Not a single visitor comes for taverns or clubs or dance halls or other nightlife found in many of the bigger places miles away. There are none of those things at the lake. But what there is — cabins, campsites, trailer parks, mom and pop stores, arcades and children’s rides, more than 1,200 acres of swimming, boating and jet ski waters — offers couples and families nothing but pure relaxation for a day, weekend, week or the entire summer.

White Lake is hardly a hidden gem. It made headlines more than 50 years ago when Patsy Cline made the lake her weekend getaway while her then-husband Charles Dick was serving at Fort Bragg. Since those early days, the lake is a draw for vacationers from every nook and cranny of the East Coast.

And White Lake’s waters, which is fed by subterranean springs, and beaches, have been tabbed the nation’s safest because there are no currents, no tides, no hazardous depressions or real dangers of any kind to swimmers.

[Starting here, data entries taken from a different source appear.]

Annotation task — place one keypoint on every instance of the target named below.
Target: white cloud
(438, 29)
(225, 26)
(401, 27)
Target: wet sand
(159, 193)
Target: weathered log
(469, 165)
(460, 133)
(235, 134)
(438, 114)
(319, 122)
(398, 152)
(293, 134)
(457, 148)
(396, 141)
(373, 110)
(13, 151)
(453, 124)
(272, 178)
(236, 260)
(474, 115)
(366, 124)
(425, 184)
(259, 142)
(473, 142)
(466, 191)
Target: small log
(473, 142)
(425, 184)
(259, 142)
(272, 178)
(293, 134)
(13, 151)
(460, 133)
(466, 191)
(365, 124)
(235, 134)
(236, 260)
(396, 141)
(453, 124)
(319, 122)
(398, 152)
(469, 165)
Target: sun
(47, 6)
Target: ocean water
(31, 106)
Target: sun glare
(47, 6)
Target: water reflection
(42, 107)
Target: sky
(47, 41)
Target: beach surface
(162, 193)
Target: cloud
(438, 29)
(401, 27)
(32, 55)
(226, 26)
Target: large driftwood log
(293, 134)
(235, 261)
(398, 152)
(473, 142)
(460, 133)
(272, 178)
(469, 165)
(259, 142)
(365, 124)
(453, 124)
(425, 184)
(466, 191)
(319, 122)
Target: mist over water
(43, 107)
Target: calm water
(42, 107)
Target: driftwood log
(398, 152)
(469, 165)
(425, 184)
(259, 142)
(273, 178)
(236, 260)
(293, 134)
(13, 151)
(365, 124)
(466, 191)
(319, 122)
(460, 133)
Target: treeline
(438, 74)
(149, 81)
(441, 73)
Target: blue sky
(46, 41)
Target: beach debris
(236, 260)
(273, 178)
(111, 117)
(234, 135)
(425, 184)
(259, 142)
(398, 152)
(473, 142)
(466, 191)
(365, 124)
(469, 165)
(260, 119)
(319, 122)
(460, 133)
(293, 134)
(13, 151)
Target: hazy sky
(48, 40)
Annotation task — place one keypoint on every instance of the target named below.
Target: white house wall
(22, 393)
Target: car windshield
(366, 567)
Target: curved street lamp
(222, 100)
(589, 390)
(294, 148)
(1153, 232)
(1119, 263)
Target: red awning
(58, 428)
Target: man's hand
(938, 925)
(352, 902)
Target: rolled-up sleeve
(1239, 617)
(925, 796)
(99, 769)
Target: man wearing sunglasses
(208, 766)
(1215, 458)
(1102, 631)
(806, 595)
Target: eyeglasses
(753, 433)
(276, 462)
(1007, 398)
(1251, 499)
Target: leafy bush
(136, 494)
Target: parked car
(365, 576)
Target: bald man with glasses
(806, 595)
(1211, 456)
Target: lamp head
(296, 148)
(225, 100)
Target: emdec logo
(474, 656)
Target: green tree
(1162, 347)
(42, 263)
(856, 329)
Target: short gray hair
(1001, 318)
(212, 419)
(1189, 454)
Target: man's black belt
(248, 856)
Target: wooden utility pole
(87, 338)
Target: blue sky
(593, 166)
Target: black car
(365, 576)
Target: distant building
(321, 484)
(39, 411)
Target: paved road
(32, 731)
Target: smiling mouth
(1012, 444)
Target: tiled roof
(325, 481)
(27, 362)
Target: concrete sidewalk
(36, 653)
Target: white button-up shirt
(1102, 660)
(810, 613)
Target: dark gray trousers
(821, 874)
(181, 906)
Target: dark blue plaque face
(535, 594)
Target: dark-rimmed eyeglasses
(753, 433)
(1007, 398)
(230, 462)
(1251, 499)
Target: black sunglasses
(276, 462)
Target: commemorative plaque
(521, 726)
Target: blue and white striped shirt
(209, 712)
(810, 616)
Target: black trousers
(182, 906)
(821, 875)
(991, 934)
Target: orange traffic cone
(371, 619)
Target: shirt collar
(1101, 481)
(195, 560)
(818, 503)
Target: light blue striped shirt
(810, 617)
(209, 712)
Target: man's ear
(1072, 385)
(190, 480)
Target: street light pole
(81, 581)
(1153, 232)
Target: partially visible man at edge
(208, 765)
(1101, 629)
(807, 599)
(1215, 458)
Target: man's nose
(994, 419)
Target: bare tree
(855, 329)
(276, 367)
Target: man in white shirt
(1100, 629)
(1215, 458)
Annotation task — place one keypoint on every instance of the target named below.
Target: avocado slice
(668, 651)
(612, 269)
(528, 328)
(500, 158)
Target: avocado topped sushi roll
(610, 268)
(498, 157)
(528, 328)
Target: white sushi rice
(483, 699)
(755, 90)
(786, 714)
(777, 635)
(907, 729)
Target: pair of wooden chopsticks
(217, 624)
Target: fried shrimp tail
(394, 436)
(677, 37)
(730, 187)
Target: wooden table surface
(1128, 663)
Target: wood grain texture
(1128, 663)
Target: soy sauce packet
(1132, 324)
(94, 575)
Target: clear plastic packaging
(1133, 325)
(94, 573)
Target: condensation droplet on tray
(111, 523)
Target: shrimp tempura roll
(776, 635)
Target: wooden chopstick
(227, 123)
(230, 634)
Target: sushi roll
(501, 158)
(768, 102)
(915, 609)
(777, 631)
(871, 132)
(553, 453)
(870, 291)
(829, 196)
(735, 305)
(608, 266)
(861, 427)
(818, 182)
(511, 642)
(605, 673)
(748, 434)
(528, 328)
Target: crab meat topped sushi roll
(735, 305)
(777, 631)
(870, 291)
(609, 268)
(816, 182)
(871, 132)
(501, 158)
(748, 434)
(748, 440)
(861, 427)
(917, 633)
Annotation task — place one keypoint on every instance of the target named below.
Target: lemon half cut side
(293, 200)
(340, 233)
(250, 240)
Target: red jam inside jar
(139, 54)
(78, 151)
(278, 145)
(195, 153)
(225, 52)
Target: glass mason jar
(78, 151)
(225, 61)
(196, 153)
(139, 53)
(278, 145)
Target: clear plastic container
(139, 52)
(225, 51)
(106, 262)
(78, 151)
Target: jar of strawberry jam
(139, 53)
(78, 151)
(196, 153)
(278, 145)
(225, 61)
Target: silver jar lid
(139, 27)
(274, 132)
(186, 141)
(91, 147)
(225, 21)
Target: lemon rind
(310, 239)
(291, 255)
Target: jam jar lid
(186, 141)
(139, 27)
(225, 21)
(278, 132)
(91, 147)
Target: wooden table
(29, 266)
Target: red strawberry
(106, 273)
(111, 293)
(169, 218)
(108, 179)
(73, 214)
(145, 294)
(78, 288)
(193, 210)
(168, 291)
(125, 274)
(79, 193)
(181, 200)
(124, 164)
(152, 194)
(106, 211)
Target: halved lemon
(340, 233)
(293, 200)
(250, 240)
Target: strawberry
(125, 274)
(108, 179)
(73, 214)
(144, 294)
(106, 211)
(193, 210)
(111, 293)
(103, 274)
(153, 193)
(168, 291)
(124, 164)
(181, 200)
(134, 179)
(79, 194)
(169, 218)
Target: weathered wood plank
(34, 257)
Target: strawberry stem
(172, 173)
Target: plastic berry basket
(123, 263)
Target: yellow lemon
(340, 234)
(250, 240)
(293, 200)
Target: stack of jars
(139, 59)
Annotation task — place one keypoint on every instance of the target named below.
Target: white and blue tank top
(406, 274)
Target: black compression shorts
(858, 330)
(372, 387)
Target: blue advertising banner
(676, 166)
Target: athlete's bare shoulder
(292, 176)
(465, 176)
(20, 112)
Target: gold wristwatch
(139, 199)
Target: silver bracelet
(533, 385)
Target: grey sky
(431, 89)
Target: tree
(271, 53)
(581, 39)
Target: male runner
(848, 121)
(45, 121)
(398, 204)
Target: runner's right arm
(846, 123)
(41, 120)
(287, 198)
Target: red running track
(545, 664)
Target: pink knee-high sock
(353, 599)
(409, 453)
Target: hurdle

The resort community, however, has summertime ripple effects that reach deep into Bladen County.

Because White Lake has only the basics to offer its influx of visitors each summer — vacationers and town folks each prefer it that way — it means those looking for additional shopping, restaurants and activities will venture out to Elizabethtown and beyond. Anyone wandering along West Broad Street in downtown Elizabethtown during the Fourth of July Sidewalk Sale will run into numerous folks from out of state who are staying at White Lake and spending their money elsewhere.

Bladen County certainly has plenty to offer its residents and visitors alike, but White Lake — at least during the four prime vacation months — may rank at the top of the list.